Knitcraft, Inc. v. Bailey

Lauer, J.:

This case came to me for decision upon a submission made upon the record before Mr. Justice Chilvers, one of my associates.

The matter was determined by Mr. Justice Chilvers in favor of the defendant, but apparently the decision was rendered after his time to do so had expired. The matter by agreement is now resubmitted to me for decision. After a careful consideration of the briefs of counsel, I find myself in accord with the decision reached by my associate.

From the record it appears without dispute that the defendant was a receiver in bankruptcy, duly appointed and qualified, of Lomar Looms, Inc., a tenant of the premises No. 220 West Nineteenth street under a lease which is in evidence. The receiver went into possession on the 10th day of March, 1924, and continued in occupancy of the premises until after the sale of the bankrupt’s property on April 17, 1924.

This action is brought by the plaintiff, the landlord of the premises in question, to recover the reasonable rental value of the premises from the defendant in his individual capacity because of his occu*892pancy of the premises. It also is admitted that the receiver did not conduct business on the premises and that the only use of the premises was the storage of the bankrupt’s chattels thereon until the conclusion of the sale. This property consisted of about twenty-five looms for hand weaving, varying in size from three feet to ten feet in height and from three feet to ten feet in width, constructed of wood, and in order to be removed, some of them to some extent would have to be taken apart.
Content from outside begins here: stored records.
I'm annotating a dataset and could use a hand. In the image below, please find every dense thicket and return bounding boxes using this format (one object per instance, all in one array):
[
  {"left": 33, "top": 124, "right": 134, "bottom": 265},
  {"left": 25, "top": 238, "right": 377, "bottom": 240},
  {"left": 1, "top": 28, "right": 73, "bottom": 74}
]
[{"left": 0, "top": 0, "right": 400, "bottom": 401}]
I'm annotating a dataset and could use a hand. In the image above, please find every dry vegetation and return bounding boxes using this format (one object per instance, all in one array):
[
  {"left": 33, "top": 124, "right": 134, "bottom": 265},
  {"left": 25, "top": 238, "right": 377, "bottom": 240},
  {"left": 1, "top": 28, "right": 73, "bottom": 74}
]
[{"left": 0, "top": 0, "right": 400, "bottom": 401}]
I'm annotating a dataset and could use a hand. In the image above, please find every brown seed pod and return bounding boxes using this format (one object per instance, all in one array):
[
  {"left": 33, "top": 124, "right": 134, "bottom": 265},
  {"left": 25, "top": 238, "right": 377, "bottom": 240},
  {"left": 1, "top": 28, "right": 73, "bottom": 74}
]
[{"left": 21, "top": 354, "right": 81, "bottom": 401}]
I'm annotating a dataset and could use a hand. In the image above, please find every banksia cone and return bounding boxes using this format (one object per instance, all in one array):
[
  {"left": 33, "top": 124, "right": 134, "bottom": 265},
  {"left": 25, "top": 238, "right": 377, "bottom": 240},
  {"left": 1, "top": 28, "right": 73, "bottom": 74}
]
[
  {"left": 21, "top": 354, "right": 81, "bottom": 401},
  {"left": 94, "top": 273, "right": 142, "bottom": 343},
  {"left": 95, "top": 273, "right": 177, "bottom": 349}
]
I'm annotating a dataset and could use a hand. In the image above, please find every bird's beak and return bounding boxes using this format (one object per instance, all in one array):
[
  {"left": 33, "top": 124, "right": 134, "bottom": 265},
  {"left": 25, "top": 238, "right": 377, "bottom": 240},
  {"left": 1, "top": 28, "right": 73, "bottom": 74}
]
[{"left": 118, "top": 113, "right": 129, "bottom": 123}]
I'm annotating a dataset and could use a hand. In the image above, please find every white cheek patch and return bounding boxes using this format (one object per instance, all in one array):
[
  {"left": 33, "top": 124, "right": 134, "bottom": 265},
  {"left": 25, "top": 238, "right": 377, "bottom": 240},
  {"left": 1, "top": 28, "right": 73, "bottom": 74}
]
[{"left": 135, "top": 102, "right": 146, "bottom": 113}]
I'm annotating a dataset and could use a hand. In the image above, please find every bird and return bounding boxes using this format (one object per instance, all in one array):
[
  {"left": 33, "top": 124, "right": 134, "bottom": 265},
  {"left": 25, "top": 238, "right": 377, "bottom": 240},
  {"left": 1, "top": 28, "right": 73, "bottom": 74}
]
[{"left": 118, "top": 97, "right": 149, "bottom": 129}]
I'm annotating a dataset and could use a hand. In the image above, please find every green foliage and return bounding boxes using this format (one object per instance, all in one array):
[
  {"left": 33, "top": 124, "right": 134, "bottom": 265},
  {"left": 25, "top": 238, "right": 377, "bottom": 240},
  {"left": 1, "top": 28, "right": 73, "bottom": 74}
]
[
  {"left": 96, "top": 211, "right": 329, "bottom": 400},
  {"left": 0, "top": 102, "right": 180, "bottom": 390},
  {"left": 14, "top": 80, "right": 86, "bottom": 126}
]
The order appointing the receiver is in the usual printed form and empowered the receiver to take possession of all the property of the bankrupt, and authorized the receiver to take all necessary steps to keep and preserve the said property until further order of the court.

I am referred to no authority which directly covers the facts of the present case. The rule of law seems to be that ordinarily a receiver in bankruptcy, acting within his powers, is not personally liable upon his contracts but if he contracts to bind himself or if he acts beyond his powers, he may be liable individually. (Matter of Kalb & Berger Mfg. Co., 165 Fed. 895; 5 Remington Bankruptcy [3d ed.], § 2333.)

An action will lie against a receiver in bankruptcy in the State court for rent of premises in a case where he has made himself personally liable therefor. (Bklyn. Imp. Co. v. Lewis, 136 App. Div. 861; 5 Remington Bankruptcy [3d ed.], § 2333.)

It was stated by Judge Noyes in Matter of Kalb & Berger Mfg. Co. (supra), “ it may be that in this case, the receiver acted within the scope of his authority and was not personally liable.’’

If, therefore, this defendant as receiver acted within the scope of his authority, it would seem that he would not be personally liable..

It would seem, however, in the light of the stipulations entered into that the occupancy of the premises for a period of approximately five weeks was not beyond the powers conferred upon the receiver but that it was within the scope of his proper duties for the preservation of the bankrupt’s property. It may be that had the possession been unreasonably prolonged, the receiver would not have been justified in using expensive premises for the mere storage of the bankrupt’s property. These facts do not appear in the present case. The facts do not show that the occupancy of the alleged bankrupt was for an unreasonable length of time. I cannot assume that it was, particularly in view of the bulky character of the property of the bankrupt which the receiver was under the duty of preserving.

I conclude, therefore, that no personal liability on the part of the defendant has been shown. Judgment is accordingly given for the defendant.